I felt my shoulders tighten. I hate those meal plans.

"Whatever." (Best teenage response in the world).

"You look tired. Are you feeling all right? You're not usually this upset over things like this. Maybe I should go get the thermometer…"

He was out of the room and fiddling around in a medicine cabinet before I could stop him.

"Ah Ha, there it is!" I heard him call triumphantly and felt footsteps moving back toward me.

I close my mouth tight. No way was he putting a thermometer in under my tongue like I was five. I could do it myself.

I felt something go in my ear and cursed myself for forgetting about that new kind they had out.

"100.9 degrees, that's not good. Lets get you into bed and rested, we don't want you getting worse. I should call the doctor…"

An hour later I was in my bed under strict instructions not to move or even breath to hard for fear of worsening my condition. John had snuck off to read the "How to Help Your Child Sick While They Are Still Recovering From Abuse" chapter of the book with increasingly annoying advice.

"Ok Shawn I want you to know that I am going to make some soup and then we can read a chapter from To Kill a Mockingbird."

John had realized some of my school problems resulted from a reading problem and had been trying to help me overcome it by reading with me at home. It was annoying but helpful.

That night I woke up after falling asleep somewhere between Scout going to her first day of school and something about a cootie that I vaguely remembered. Yes, John was reading to me. How far the mighty and cool have fallen. Cue internal sigh.

I sat up, thirsty and looking for the water John had brought me. I heard him talking a decided to snoop. Old habits die-hard.

"Probably just the flu, but I can't help but worry. He is so fragile now. I can sometimes see him assessing my mood and can tell he worries that if he makes me too mad I will kick him out or worse. I hope this doesn't lead to another two steps back. He was just starting to trust me again. Lucky, I caught this early."

I hate it when people talk about me.

"I hope he knows that this arrangement is permanent. I try to tell him how much I care about him as often as possible but he doesn't always listen."

Pause.

"Yeah, the time management is working well."

I rolled my eyes.

"I'll bring him in if he gets worse. Goodbye and thanks doctor."

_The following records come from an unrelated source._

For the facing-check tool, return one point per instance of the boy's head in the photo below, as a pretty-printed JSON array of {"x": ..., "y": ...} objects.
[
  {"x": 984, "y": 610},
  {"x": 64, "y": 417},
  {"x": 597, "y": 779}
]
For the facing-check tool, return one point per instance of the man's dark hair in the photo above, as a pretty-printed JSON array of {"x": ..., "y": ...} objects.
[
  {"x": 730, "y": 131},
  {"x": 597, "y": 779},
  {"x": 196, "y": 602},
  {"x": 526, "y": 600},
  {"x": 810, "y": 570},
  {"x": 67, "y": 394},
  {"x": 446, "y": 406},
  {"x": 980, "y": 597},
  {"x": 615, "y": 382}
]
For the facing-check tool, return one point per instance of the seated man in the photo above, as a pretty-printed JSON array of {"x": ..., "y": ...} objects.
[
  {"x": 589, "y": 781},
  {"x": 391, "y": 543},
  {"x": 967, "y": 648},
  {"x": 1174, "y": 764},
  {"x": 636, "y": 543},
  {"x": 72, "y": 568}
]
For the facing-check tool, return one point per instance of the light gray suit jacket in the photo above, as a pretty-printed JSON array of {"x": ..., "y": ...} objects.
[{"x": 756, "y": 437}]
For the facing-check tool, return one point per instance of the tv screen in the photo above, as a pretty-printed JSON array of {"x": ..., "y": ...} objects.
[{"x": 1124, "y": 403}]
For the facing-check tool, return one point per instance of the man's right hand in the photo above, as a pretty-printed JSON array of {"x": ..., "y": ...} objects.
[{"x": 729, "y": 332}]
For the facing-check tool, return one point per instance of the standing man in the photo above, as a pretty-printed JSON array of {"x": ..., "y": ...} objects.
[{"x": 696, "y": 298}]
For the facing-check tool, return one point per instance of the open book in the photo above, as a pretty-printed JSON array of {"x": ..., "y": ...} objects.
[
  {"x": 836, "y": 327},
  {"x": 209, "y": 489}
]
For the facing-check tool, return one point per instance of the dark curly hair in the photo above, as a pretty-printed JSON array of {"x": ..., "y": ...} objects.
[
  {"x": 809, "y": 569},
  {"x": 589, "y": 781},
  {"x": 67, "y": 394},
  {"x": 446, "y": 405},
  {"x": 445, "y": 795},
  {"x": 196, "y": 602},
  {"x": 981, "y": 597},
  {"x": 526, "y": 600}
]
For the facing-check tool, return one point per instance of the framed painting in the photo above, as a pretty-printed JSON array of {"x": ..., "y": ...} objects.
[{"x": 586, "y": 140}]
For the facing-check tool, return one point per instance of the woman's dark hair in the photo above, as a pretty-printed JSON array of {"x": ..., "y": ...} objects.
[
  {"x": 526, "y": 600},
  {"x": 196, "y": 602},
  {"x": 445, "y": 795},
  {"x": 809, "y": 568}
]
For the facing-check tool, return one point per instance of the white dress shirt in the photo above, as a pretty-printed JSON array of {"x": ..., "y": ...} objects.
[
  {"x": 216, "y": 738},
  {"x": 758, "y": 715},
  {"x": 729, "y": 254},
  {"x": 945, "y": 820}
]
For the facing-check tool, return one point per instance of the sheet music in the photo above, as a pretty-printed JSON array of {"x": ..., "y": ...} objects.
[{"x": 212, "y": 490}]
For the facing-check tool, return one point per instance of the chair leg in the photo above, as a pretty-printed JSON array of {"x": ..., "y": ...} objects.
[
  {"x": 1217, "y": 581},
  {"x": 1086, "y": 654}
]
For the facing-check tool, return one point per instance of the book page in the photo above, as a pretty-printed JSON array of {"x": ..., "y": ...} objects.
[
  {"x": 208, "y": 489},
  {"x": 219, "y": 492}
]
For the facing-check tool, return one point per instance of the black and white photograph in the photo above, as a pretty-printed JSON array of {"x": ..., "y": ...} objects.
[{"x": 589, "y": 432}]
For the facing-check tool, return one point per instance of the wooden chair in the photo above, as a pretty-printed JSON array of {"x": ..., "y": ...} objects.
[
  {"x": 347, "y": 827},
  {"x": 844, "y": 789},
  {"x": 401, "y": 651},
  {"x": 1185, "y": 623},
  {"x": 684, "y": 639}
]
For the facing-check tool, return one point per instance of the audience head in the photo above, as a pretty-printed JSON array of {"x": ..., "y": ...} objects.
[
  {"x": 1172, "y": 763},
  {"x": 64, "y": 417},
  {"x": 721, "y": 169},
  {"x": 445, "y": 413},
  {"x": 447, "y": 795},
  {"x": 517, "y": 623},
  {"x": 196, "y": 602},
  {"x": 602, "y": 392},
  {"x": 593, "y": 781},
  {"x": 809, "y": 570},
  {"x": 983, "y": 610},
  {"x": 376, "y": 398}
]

I ran back to my room and hoped he didn't hear me. Despite everything, even groundings, its nice to know John cares enough about me to broadcast it to other people. I close my eyes and fall asleep feeling happy and safe. Life could be worse, that's for sure.

Authors note:

Victory! I am not going to even promise a sequel but anything is possible. I'm just glad I managed to finish this in a decade. Thank you all for the reviews!